Thursday, 23 February 2023

Wage pressures moderating

CapEx recovery is muted

Capital investment moved modestly higher in Q4, despite sluggish investment in equipment, lifted by more building investment in Tasmania and Victoria. 


The detailed labour force figures showed the usual seasonal lift in unemployed persons.

It's been a wild ride, from 1 million unemployed persons down to just 460k in the third quarter of last year and a chronic shortage of workers as the lockdowns ended. 

But that number of unemployed persons has lifted by more than 100,000 to 561,000 over the past four months, and anecdotally we are well and truly through the worst of the squeeze now. 


Gareth Aird of the CBA certainly thinks so.

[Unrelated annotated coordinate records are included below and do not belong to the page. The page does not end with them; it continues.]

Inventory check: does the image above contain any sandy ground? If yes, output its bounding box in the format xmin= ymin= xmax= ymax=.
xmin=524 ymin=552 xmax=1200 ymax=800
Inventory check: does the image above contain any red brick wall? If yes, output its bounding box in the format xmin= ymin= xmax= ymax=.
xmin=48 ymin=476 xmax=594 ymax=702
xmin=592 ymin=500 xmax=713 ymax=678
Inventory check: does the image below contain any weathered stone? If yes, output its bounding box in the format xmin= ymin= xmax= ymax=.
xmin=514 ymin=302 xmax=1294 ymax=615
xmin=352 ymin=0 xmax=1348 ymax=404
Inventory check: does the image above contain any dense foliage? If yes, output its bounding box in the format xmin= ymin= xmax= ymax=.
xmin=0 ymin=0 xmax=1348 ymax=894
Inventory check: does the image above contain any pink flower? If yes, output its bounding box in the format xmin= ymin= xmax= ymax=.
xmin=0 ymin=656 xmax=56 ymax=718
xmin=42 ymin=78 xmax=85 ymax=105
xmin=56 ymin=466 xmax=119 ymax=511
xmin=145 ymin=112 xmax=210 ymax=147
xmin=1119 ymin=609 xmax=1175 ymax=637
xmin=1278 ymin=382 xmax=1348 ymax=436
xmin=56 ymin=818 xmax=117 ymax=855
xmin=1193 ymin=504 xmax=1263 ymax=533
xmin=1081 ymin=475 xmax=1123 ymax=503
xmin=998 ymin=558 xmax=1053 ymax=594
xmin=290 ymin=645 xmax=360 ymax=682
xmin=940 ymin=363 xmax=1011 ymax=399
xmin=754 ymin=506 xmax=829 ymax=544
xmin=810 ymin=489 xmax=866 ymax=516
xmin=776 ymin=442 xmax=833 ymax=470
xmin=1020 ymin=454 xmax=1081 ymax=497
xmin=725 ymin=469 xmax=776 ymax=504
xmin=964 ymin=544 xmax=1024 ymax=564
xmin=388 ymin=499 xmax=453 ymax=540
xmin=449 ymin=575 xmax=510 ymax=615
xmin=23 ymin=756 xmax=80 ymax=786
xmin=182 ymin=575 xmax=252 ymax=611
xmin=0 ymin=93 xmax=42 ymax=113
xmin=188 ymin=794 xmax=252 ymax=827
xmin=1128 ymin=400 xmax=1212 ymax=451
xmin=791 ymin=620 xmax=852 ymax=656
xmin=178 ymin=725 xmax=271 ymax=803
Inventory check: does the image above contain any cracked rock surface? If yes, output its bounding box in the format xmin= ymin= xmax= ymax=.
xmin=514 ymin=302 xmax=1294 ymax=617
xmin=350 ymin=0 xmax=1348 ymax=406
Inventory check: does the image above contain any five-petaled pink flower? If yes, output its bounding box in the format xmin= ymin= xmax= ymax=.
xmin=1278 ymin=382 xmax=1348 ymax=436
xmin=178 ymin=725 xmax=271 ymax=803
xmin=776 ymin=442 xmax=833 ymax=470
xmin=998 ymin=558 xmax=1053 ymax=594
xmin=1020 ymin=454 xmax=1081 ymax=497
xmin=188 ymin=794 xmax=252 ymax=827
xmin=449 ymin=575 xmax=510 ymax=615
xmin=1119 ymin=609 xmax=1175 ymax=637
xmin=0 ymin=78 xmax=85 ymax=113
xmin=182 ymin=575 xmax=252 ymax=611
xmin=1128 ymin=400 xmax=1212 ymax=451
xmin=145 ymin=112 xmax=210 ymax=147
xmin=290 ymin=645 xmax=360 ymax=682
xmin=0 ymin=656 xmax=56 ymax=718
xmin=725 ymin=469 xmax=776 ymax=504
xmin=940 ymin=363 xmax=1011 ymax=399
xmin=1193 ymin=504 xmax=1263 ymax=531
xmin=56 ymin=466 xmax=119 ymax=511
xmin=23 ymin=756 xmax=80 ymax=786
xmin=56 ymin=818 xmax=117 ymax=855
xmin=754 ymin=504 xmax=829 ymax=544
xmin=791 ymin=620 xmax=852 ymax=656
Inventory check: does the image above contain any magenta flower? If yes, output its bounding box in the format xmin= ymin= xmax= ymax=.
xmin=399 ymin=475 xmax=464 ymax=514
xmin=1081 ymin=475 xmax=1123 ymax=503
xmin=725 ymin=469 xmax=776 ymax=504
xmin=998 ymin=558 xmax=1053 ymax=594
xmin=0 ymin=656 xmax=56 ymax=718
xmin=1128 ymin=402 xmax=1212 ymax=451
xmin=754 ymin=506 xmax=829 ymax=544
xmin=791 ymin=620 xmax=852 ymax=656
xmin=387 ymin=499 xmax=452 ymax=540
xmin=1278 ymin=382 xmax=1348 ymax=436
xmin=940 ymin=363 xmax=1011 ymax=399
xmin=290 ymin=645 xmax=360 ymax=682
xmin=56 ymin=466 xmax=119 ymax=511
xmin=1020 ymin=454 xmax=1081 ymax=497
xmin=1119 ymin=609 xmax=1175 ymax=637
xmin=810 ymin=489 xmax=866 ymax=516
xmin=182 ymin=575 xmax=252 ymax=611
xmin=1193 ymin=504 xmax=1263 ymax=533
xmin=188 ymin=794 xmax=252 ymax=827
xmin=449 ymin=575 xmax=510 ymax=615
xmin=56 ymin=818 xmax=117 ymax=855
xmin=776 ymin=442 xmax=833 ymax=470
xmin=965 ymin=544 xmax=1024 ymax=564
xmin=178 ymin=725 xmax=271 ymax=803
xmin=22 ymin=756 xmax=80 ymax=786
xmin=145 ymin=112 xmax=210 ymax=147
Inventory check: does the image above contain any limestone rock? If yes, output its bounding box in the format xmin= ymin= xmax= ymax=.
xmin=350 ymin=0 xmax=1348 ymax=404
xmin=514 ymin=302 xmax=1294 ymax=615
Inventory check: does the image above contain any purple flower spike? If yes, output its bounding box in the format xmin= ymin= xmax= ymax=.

Australia doesn't really share the risks of a wages breakout with countries such as the US, with immigration now running at record levels. 

The RBA's forecasts were for wages growth to peak at 4.2 per cent at the end of this year - and unemployment to reach 3.8 per cent by the end of December - but both of these assumptions may already looking a little shaky. 


Today's average weekly earnings growth figures from the ABS lifted to the highest level since May 2020 at 3.4 per cent, mirroring the surprisingly soft wages figures from yesterday. 

Xero's wages growth index for small business is also slowing sharply (Macquarie Macro chart):


Gareth Aird from the CBA thinks the Reserve Bank will pause interest rates "very soon" with inflation expectations falling and wages growth running at levels consistent with the inflation target.